With 20 film programs, including 15 premieres, assembled under the direction of Larry Horne, the weeklong event marks the largest festival of its kind to date. For full program information: (213) 650-7093.
In these films, at least those in the generous and widely varied portion available for preview, homosexuality is only an aspect of a larger view of life that addresses heterosexuals as well as gays and lesbians. Even in a documentary with such specific relevance for homosexuals as Greta Schiller’s award-winning “Before Stonewall: The Making of a Gay and Lesbian Community,” the experiences related by older gays and lesbians--hardy, good-humored survivors all--inevitably reveal the oppressive puritanism, hypocrisy and sexual ignorance in which generations of Americans came of age.
Ranging from the surreal to the traditional in style, the films are marked by such an emphatically personal vision that even the farthest-out experiments command respect and attention. “Before Stonewall,” which launches the festival at 8 p.m. Friday, will be followed at 10 with the West Coast premiere of Dutch writer-director Marleen Gorris’ impressive, relentless “Broken Mirrors,” in which a brothel becomes a metaphor for men’s brutal exploitation of women--and also a place in which women become attracted to each other. (Gorris’ first film was the controversial “A Question of Silence.”)
A brothel is also the key setting of Mexican film-maker Arturo Ripstein’s imaginative fable “El Lugar sin Limites” (A Place Without Limits). Spanning two generations of life in a seedy village falling increasingly in the grasp of an elderly politico, it tells of a drag queen flamenco dancer (Roberto Cobo, who is remarkable with his sinewy physique at poignant odds with his effeminate mannerisms) seduced by the local madam (Ana Martin) on a bet in order that she win ownership of her bordello--and of Cobo’s later brave act of self-sacrifice to protect their beautiful daughter (Lucha Villa).
“El Lugar sin Limites” shares the same feminist sentiments as “Broken Mirrors” as it becomes an all-out attack on machismo, suggesting that it can often mask in a man a highly insecure sense of masculinity. “El Lugar sin Limites” is a “La Cage aux Folles” played for tragedy.
Two key Sunday offerings are both experimental.

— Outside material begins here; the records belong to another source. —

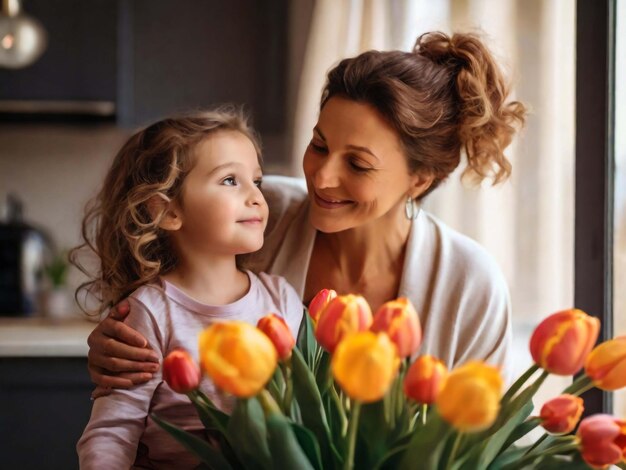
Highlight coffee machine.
[0,194,52,316]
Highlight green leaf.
[150,414,233,470]
[291,346,341,469]
[487,446,529,470]
[265,413,313,470]
[374,444,408,470]
[355,400,391,468]
[188,390,230,435]
[469,401,533,469]
[397,409,452,470]
[289,422,324,470]
[227,397,272,470]
[296,308,319,370]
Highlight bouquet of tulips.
[153,289,626,470]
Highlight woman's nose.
[314,155,340,188]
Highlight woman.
[84,33,525,395]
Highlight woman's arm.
[87,300,160,398]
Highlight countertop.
[0,317,96,357]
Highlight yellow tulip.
[436,361,503,432]
[530,308,600,375]
[331,331,400,403]
[199,321,278,398]
[309,289,337,325]
[404,355,448,405]
[315,294,372,353]
[585,336,626,390]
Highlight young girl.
[74,108,302,469]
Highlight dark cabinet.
[0,358,93,470]
[0,0,288,132]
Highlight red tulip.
[309,289,337,325]
[539,393,585,434]
[585,336,626,390]
[530,309,600,375]
[370,297,422,358]
[404,355,448,405]
[315,294,372,353]
[576,414,626,468]
[163,349,201,393]
[257,313,296,361]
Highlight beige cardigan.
[241,176,512,380]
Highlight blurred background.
[0,0,626,468]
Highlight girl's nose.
[247,184,265,206]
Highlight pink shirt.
[77,271,303,470]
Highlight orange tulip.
[331,331,400,403]
[530,309,600,375]
[576,414,626,468]
[404,355,448,405]
[256,313,296,361]
[163,349,201,393]
[309,289,337,325]
[585,336,626,390]
[199,321,278,398]
[315,294,372,353]
[435,361,503,432]
[370,297,422,357]
[539,393,585,434]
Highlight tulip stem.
[280,358,293,416]
[501,364,539,404]
[446,432,463,470]
[563,374,593,396]
[343,400,361,470]
[329,385,348,436]
[524,433,548,455]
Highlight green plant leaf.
[150,414,233,470]
[487,446,529,470]
[296,308,319,370]
[265,413,313,470]
[289,422,324,470]
[188,390,230,435]
[397,409,452,470]
[227,397,272,470]
[457,401,533,470]
[355,400,392,468]
[291,346,341,469]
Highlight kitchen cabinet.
[0,0,288,132]
[0,357,93,470]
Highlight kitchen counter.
[0,317,96,357]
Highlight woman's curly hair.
[70,106,261,314]
[321,32,526,192]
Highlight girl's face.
[175,130,268,255]
[303,96,429,233]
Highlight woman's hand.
[87,300,160,398]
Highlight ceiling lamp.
[0,0,48,69]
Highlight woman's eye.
[350,161,371,173]
[309,141,326,153]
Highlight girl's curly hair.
[70,106,261,314]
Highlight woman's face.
[303,97,427,233]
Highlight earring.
[404,196,419,220]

Dutch film-maker Eric de Kuyper’s misleadingly titled “Naughty Boys” (screening at 4 p.m.) is a highly stylized, highly distanced observation of six young men, all formally dressed, at the bored and indolent end of a house party held at an elegant country estate sometime in the ‘30s. For whatever reason, all these men, of varying nationalities but all English-speaking, seem to have been jilted by their girlfriends (who are seen only in fantasy singing and dancing sequences). De Kuyper at once celebrates the beauty and vulnerability of his subjects--and a precisely evoked privileged way of life so soon to vanish with World War II.
Elfi Mikesch and Monika Treut’s “Seduction: the Cruel Woman” (Sunday at 7) is a very Germanic, darky humorous attempt to transform sado-masochism into a performance art, centering on a Hamburg dominatrix who caters to both men and women. “Seduction: the Cruel Woman,” which is virtually (and thankfully) entirely psychological rather than physical, unfolds as a series of boldly composed tableaux vivants. Like other forays of the New German Cinema into the extremes of camp pathos, this film is clearly not for everyone, straight or gay, yet it is compelling in its insights as well as in its originality.